The balance of these forces change, as well, as time marches on. Our relationship with technology and progress–whether we live in awe of its possibilities or in fear of its consequences–is in constant flux, dependent not only on the power of the technology itself, but also upon the mood of the society itself. In the times of Jules Verne, for instance, science was the great gateway to a better world–the engines of technology would wipe away the injustices of man, clear up the cloudy corners of his ignorance, and lead him to a bright new tomorrow. That tomorrow wound up being the early 20th century, with its horrifying wars and human atrocities, and so we read the works of Orwell and Huxley and even HG Wells, who cautioned us against unguarded optimism and warned of the terrible things to come.
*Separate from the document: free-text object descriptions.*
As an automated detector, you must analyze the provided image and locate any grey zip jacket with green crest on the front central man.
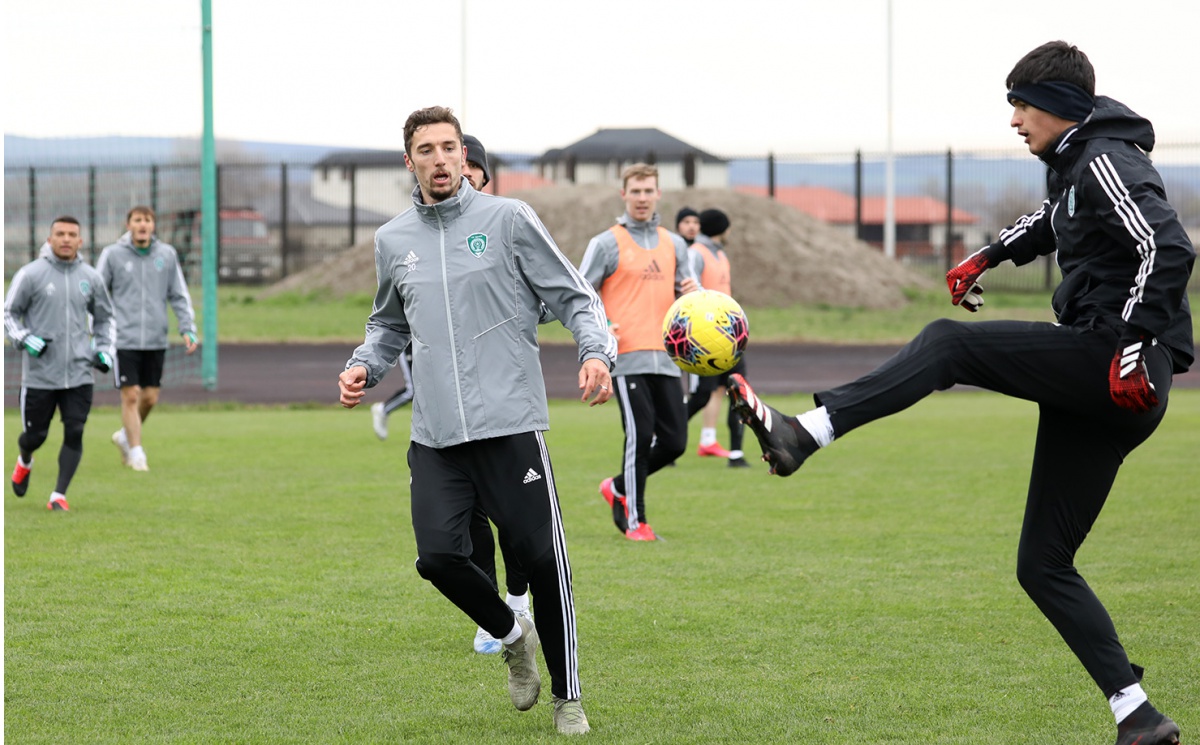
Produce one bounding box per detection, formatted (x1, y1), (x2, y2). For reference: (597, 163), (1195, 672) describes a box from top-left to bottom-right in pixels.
(346, 180), (617, 447)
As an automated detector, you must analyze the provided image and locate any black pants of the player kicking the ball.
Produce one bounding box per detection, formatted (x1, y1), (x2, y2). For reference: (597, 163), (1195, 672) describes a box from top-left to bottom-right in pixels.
(815, 319), (1172, 697)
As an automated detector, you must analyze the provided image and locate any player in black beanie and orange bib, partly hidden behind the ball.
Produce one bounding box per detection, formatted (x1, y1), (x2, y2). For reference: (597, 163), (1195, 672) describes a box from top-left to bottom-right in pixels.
(688, 209), (750, 468)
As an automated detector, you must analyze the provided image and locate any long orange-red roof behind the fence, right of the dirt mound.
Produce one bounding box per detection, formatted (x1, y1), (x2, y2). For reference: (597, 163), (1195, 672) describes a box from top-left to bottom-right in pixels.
(737, 186), (979, 226)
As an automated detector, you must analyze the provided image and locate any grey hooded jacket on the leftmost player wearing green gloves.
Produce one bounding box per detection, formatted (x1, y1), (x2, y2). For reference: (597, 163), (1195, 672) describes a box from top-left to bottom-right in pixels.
(4, 245), (115, 390)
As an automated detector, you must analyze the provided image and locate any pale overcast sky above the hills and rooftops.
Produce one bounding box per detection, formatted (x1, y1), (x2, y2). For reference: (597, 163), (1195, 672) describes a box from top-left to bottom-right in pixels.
(4, 0), (1200, 155)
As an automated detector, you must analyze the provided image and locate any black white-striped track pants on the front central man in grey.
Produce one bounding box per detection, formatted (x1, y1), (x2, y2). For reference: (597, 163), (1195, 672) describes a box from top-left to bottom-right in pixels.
(408, 432), (580, 698)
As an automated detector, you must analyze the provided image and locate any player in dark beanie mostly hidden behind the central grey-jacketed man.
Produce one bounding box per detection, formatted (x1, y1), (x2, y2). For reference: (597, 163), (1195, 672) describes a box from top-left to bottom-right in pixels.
(371, 134), (533, 655)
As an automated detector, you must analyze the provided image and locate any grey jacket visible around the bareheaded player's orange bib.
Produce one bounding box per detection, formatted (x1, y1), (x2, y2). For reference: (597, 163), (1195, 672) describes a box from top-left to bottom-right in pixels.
(580, 212), (700, 378)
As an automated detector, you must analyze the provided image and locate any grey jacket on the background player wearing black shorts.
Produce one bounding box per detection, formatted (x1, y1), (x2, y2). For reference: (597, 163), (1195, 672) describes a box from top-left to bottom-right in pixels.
(96, 233), (196, 350)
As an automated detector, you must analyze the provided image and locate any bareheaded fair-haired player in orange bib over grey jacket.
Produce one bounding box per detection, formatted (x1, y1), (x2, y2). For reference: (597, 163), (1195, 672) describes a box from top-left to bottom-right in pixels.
(580, 163), (700, 541)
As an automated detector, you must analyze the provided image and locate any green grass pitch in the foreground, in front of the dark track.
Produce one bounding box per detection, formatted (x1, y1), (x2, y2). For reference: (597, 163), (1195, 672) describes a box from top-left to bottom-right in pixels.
(5, 391), (1200, 745)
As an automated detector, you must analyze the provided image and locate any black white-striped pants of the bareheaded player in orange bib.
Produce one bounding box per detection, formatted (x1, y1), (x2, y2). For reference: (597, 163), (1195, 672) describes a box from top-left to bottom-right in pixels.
(612, 374), (688, 529)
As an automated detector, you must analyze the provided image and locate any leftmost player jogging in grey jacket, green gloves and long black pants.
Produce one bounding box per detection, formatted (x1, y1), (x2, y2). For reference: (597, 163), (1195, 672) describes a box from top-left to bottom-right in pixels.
(4, 216), (114, 511)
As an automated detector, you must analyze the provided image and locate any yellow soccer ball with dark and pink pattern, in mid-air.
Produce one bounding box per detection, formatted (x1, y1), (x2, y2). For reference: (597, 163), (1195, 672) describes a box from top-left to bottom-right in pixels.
(662, 290), (750, 375)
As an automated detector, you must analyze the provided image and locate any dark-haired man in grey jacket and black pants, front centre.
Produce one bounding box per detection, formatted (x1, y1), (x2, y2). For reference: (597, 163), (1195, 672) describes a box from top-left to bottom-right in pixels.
(338, 107), (617, 734)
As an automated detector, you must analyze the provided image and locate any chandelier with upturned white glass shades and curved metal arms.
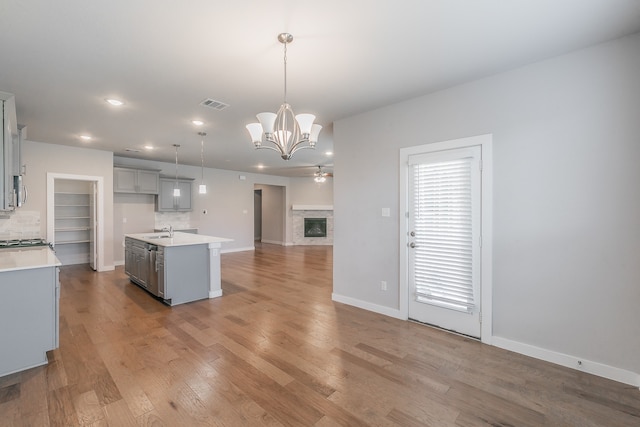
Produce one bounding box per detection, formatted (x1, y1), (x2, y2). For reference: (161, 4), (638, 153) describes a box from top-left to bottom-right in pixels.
(247, 33), (322, 160)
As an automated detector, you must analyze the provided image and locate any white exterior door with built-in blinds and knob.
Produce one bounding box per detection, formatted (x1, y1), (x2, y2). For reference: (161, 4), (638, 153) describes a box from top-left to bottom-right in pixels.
(408, 146), (481, 338)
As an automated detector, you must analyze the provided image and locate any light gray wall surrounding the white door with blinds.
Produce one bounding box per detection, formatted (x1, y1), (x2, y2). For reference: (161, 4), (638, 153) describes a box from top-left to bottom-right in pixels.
(334, 35), (640, 380)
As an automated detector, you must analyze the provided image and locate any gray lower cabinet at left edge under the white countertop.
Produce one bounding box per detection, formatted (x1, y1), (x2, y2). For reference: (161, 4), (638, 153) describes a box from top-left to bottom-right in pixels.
(0, 266), (60, 377)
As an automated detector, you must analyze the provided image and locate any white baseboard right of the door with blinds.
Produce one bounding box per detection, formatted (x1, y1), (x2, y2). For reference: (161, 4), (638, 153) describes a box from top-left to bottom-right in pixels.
(492, 336), (640, 387)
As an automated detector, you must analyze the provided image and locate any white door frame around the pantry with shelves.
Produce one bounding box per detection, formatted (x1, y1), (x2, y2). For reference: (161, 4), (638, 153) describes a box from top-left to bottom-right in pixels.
(47, 172), (106, 271)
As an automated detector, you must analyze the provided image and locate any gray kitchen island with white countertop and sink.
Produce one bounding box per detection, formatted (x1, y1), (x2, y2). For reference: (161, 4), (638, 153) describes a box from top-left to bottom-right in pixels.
(124, 232), (233, 305)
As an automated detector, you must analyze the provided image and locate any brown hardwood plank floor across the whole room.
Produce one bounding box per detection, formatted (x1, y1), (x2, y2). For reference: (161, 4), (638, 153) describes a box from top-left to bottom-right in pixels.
(0, 245), (640, 427)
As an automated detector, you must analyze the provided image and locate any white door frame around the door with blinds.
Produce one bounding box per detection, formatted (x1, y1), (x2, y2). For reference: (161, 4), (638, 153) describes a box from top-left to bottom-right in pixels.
(398, 134), (493, 344)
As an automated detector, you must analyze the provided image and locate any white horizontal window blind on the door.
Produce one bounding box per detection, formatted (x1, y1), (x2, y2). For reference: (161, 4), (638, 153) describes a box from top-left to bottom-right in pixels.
(413, 158), (475, 313)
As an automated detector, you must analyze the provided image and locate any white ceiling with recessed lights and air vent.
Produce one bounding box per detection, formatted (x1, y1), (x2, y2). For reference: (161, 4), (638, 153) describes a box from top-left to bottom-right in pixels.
(0, 0), (640, 176)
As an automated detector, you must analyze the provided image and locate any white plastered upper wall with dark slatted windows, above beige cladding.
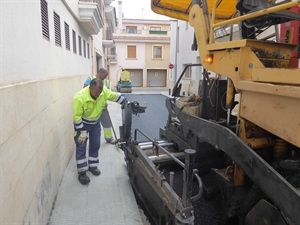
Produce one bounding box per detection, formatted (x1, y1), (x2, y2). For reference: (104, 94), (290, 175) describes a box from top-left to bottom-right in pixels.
(0, 0), (92, 85)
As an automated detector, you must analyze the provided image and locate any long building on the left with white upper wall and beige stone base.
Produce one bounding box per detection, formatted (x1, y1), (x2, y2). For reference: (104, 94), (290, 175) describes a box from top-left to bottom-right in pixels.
(0, 0), (116, 224)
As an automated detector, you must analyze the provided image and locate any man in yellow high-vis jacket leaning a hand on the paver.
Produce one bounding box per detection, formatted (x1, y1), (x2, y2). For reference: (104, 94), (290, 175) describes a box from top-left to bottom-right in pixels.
(72, 78), (126, 184)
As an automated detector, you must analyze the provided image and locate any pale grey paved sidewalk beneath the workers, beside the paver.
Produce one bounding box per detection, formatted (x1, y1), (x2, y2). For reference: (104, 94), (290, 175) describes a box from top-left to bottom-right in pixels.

The cycle was to be repeated again, with the optimism of the 1950s (Asimov, Clarke) giving way to the dark avenues of writers like Philip K Dick and even William Gibson.
Where do we stand now? I’m not sure; I’m inclined to say this is a dark age for speculative fiction. We look to the future with pessimism, not optimism. Our visions of apocalypse (zombie or otherwise) are numerous and bleak. With every era there are your bright lights of hope–the Federations of Planets and Cultures–that say that yes, one day humankind will rise to meet its imagined destiny with wonders of glorious power, but for every Player of Games there seems to be a World War Z or The Road. Perhaps I’m wrong.
This coming spring, if all works out (and it looks like it might), I will be exploring this idea in much greater detail in a class I’ll be teaching on Technology and Literature. I’ve been wanting to teach this elective for a long time, and I can’t wait to see what I can teach but, more importantly, to see what I’ll learn in the process.